Lines of regression

#1
Im little confused with the following.

there are 12 patients, each is assigned assigned an index I when first administered depending on the severity of their symptoms. Each then administered a drug and 30 days later they are given another index F which will hopefully be lower than I if they are improving.

Calc the equation of the regression line of F on I.

if i take I = x and F = y then i can calc the equation using y = a + bx where b = Sxy/Sxx i get the right answer.

if i switch them ie I = y and F = x, with x = C + Dy where D = Sxy/Syy then i get the wrong answer.

How am i suppose to know which should be x and which should be y?

Thanks very much for your help.
 

Dason

Ambassador to the humans
#2
It's true that you get a slightly different regression line if you switch the predictor/response. However you should know ahead of time which is the predictor and which is the response. If you don't then regression probably isn't what you want to do. Correlation might be more appropriate and that doesn't depend on labeling one variable predictor and one as response.
 
#3
Thanks very much for taking the time to reply to my post!

The book im reading states that you can use regression even when both the x and y (I and F in the above example) variables are not controlled, which is still a bit confusing in light of what you have said "you should know ahead of time which is the predictor and which is the response".

I guess I is the predictor in my example? (i had assumed both were not controlled).

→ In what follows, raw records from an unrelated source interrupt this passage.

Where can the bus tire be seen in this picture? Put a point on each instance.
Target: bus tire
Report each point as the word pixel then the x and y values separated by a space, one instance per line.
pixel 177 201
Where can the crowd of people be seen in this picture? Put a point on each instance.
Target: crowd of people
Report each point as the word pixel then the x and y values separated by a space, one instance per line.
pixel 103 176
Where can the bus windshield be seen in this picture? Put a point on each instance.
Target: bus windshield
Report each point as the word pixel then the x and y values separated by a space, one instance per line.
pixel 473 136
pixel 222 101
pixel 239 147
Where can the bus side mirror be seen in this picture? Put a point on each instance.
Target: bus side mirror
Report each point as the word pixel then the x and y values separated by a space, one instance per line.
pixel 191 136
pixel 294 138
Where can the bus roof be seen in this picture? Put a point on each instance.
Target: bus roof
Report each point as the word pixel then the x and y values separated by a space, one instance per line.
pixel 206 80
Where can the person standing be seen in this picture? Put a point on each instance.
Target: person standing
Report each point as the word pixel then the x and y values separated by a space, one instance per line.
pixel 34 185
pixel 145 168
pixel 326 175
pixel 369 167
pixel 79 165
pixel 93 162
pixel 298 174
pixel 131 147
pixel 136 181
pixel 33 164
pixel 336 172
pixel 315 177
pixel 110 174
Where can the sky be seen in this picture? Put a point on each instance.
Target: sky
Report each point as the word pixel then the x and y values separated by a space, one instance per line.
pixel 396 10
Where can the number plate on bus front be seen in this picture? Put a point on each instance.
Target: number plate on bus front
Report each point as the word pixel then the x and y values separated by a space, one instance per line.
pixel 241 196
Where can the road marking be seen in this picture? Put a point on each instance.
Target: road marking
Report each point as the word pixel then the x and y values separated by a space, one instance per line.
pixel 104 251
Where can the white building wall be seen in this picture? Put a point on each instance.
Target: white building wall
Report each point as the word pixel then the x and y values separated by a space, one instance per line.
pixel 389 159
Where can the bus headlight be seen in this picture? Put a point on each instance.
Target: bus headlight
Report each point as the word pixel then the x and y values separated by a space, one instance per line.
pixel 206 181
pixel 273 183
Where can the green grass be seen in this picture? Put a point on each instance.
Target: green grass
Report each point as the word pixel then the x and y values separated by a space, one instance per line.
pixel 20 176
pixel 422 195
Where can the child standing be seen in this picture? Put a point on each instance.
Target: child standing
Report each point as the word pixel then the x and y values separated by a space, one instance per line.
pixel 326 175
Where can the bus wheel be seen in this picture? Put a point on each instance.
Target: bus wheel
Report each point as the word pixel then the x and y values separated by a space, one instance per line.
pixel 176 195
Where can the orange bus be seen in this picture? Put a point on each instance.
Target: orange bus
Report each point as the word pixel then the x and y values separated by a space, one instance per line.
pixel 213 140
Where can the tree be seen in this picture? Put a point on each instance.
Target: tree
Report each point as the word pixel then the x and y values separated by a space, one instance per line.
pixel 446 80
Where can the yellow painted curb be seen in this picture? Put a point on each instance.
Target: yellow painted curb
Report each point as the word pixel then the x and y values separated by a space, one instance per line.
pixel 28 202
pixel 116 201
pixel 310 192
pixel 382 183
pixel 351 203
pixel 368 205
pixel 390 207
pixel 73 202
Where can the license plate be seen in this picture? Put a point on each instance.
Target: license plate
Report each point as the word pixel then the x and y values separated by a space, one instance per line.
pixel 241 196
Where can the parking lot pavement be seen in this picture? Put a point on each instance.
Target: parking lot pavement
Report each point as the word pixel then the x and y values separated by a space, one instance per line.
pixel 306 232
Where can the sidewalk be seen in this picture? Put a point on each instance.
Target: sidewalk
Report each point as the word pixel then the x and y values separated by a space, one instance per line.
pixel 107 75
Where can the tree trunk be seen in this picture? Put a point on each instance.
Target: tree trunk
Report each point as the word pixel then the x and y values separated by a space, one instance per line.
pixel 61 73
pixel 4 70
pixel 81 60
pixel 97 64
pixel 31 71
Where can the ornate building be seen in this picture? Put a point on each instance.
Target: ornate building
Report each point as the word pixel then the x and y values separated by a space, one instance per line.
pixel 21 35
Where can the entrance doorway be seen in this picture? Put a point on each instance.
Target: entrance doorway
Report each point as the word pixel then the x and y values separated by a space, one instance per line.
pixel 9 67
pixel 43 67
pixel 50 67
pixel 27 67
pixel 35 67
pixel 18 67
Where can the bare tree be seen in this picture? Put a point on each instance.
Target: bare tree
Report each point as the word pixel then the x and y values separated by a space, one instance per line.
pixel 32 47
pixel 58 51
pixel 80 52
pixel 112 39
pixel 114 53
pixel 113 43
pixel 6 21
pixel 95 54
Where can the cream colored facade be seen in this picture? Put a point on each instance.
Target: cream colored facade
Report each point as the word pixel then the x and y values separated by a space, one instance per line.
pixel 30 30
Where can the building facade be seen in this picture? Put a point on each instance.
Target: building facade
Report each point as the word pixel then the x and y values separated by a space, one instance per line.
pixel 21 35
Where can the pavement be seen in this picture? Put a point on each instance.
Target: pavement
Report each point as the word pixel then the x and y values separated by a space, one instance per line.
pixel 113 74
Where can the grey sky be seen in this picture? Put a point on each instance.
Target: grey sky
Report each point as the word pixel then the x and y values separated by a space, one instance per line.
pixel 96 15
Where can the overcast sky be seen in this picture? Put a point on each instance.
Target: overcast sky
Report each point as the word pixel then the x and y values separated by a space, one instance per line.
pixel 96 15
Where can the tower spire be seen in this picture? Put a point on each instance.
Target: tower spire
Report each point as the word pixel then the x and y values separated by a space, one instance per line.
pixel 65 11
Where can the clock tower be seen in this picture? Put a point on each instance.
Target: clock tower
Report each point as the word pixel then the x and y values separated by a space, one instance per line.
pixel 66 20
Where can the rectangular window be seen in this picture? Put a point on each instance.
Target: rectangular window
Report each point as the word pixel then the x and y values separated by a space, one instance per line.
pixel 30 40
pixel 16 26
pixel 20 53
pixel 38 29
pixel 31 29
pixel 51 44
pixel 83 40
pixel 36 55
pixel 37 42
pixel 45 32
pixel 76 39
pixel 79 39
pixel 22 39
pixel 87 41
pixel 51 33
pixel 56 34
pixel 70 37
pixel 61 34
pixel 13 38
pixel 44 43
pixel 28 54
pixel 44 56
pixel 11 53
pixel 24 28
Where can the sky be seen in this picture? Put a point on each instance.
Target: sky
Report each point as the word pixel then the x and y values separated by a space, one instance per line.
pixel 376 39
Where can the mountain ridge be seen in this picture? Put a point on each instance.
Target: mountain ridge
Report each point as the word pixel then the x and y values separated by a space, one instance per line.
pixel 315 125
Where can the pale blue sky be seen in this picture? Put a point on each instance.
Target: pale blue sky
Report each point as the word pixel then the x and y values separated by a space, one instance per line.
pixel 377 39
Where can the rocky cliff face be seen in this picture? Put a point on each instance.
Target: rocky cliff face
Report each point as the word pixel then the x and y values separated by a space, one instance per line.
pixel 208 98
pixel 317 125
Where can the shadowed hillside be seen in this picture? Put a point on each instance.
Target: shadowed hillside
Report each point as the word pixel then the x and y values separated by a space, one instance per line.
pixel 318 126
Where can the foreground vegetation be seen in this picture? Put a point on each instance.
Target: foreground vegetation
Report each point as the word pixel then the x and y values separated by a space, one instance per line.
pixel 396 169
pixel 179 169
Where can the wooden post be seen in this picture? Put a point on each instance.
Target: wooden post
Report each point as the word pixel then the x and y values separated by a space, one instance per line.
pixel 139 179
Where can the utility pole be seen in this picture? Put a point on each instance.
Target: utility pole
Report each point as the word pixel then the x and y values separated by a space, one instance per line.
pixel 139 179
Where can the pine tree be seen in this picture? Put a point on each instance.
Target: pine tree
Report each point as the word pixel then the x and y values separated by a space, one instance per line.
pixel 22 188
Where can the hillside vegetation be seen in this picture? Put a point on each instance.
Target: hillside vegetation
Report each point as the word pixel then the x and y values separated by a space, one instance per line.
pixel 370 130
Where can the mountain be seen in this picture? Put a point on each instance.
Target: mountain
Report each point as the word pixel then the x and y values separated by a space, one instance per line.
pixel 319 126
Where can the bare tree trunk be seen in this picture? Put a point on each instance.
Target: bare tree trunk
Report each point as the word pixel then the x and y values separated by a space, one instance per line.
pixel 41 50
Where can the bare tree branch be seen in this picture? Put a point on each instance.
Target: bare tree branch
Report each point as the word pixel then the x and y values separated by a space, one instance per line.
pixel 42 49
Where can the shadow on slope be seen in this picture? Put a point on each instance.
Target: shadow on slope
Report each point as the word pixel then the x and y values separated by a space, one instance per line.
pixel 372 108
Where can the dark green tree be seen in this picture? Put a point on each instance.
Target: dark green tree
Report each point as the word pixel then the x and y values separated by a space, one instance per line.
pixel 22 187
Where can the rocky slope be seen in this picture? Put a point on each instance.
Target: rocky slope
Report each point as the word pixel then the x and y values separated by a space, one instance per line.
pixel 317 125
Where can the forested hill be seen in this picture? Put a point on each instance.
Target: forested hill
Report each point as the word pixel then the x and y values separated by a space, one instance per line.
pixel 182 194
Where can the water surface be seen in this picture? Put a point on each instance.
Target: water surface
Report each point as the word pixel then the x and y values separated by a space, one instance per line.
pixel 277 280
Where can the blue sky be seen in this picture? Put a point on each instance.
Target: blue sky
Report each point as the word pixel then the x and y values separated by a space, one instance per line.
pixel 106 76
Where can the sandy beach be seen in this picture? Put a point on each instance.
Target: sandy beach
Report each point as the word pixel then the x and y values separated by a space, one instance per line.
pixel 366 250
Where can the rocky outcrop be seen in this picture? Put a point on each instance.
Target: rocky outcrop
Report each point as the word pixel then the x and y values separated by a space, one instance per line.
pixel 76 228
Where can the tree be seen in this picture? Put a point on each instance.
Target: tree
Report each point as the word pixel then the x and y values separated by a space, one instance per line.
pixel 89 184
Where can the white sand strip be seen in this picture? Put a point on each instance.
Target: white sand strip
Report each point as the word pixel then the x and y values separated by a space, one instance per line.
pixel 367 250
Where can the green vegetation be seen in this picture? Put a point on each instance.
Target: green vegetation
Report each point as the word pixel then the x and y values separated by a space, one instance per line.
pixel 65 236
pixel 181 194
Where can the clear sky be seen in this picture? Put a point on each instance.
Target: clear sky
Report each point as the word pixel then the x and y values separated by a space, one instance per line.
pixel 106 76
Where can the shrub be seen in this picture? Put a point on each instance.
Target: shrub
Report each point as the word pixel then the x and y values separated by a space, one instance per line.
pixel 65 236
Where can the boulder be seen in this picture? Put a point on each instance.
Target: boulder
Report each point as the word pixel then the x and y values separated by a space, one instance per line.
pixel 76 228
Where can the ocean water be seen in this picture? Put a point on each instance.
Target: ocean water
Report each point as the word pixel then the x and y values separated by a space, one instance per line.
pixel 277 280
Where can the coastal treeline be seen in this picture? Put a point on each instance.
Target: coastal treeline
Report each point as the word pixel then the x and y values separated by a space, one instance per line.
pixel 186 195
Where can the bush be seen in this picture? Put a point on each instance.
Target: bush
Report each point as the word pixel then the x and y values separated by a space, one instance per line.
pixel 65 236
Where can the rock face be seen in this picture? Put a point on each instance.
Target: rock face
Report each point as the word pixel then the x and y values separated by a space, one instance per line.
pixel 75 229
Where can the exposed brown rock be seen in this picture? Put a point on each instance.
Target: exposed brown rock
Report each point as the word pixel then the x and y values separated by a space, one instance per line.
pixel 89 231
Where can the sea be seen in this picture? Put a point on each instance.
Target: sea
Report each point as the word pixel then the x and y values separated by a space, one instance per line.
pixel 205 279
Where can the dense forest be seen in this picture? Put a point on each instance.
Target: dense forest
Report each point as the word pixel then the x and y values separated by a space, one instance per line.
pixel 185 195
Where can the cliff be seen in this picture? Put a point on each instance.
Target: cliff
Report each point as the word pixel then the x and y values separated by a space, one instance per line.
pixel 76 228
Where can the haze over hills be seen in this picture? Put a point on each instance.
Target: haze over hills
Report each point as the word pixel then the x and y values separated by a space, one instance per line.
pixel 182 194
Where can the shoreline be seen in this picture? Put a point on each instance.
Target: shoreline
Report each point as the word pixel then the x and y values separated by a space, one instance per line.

Thank you for the heads up regarding the use of correlation as an alternative.
 

Dason

Ambassador to the humans
#4
Yes you can use regression when both aren't "controlled" but you still might want to use one to predict the other. That's the point of regression. For instance I might be interested in predicting a bear's weight based off of easier to obtain variables (maybe I just want to use height because I can take a picture or something and then calculate the bear's height fairly easily). You can see that obtaining a bear's weight isn't necessarily an easy task but obtaining its height is quite a bit easier. If I did have a sample of bears heights and weights then even though I can't control either of those things I can set up a regression of bear weight on bear height so that in the future I only need to obtain the height and I can get an estimate of the bear's weight.

If you really don't care about prediction and you just want a measure of association then correlation is a little easier to interpret.
 
#5
:( i had made a mistake and the difference between the two was significant. ive just redone the calc and the answers are the same to 2 decimal places.

Thanks very much for clarifying the concept though, i really appreciate it.